24 Haziran 2018 tarihinde yapılan cumhurbaşkanlığı ve milletvekili seçimleri ‘Cumhur İttifakı’nın zaferiyle sonuçlandı. ‘Cumhurbaşkanlığı Hükümet Sistemi’ne geçiş ve Bakanların, milletvekili olmayan kişiler arasından seçilecek olmasıyla birlikte, Milli Eğitim Bakanı ve Bakanlık yapısıyla ilgili sorular da gündeme gelmeye başladı. Bu sorularla birlikte, Bakanlığın, Türkiye’nin eğitim sorunlarına yeni bir yaklaşım getirip, getirmeyeceği de merak konusu.
Eğitim sistemimizde ortak akıl mevzuatta Milli Eğiti Şurası ile hayata geçirilmektedir. 19.Milli Eğitim Şurası’nın (Ekim-2014) toplanmasının üzerinden dört yıl geçmiş olması ve seçimlerin yeni sonuçlanmış olması nedeniyle, yeni bir Milli Eğitim Şurası toplanmasına ihtiyaç vardır.
Bilindiği gibi, “Şura” kavramının, tarihsel anlamda hem dini, hem toplumsal, hem de kültürel temelleri bulunmaktadır. Bu bağlamda, halihazırda kırılmış olan bir geleneği hala içinde barındırmaktadır. Bu gelenekte, “Yapılan işlerde konuşmak anlamında istişare etmek değil, kararları şura ile almak ilkesi” merkezi bir değer taşımaktadır. Bu çerçevede, Osmanlı Devleti’nde Danıştay anlamında Şura-yı Devlet kurumunun önemli bir yeri olduğu görülmektedir. Kavramın tarihine bakıldığında, geleneksel olarak bir toplantıya şura denilebilmesi için, bazı kaideler olduğu söylenebilir. Bunlardan bazıları şöyle özetlenebilir;1
-Şura konusunun hayatını ve haklarını etkileyeceği kişiler, konuyla ilişkili görüşlerini açıklama ve yapılanları açıkça bilme hakkına sahip olmalıdır.
-Alınan kararlara uyulmaması halinde müdahale yolları tanımlanmış olmalıdır.
-Şurada görevli olanların toplumun güvendiği kişilerden oluşması ve tüm halkı temsil etme kabiliyeti bulunmalıdır.
-Oy çokluğu veya birliği ile alınan kararların yöneticiler tarafından uygulanması gerekmektedir.

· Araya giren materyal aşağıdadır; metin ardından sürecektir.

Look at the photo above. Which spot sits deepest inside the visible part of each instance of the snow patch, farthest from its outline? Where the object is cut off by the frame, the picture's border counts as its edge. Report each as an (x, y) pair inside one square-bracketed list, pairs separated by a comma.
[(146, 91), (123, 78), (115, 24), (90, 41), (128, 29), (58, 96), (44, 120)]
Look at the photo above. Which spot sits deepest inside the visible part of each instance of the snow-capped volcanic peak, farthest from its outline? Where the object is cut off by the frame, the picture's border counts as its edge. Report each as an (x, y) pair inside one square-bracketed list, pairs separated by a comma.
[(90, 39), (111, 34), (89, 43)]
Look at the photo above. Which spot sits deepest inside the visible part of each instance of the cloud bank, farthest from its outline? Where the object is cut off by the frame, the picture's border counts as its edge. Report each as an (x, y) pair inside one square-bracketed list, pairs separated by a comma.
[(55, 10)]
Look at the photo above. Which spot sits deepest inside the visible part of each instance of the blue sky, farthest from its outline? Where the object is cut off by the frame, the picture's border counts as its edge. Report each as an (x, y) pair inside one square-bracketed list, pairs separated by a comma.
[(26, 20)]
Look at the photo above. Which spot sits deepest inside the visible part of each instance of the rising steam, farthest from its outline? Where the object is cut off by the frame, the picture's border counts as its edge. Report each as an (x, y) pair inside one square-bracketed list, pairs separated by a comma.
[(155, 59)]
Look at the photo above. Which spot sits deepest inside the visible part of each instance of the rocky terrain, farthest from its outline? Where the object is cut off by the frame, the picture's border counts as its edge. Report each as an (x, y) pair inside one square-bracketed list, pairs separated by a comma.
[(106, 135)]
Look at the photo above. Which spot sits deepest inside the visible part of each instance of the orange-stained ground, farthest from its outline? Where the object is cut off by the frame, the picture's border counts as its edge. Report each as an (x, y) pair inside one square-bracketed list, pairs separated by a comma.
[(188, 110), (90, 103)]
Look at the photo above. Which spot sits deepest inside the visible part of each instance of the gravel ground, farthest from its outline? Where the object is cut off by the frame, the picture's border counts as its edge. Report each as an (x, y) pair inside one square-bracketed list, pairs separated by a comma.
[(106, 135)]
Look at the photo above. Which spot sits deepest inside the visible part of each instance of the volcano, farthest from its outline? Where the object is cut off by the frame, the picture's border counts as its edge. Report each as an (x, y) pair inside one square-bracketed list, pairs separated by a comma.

Bu anlamda, Şura toplantısı önerimiz, sadece Milli Eğitim Şurası Yönetmeliğinde ifade edilen Şura katılımcılarının rutin toplantısı değil, seçimlerde meclise giren siyasi partileri ve onların temsil ettikleri kitleleri, üniversitelerin eğitim fakültelerini, eğitim sendikalarını ve ERG-TEDMEM-TEGV gibi eğitim kuruluşlarını da kapsayan bir çoğulculukla toplanmalı ve kararları da parmak hesabıyla değil, uzlaşarak almalıdır. Çünkü seçimleri kazanan Cumhur İttifakının oy oranı ile muhalefetin oy oranı arasında, hem cumhurbaşkanlığında, hem de milletvekili seçimlerinde ciddi bir fark yoktur. Eğitim sisteminin sorunları devasa boyutlara ulaşmıştır ve bu sorunların çözümü ortak aklı gerektirmektedir. Bugüne kadar sürdürülen anlayış devam ettiği takdirde, korkarım ki eğitim sistemimizin her alanındaki aşağı yönlü trend artarak sürmeye devam edecektir.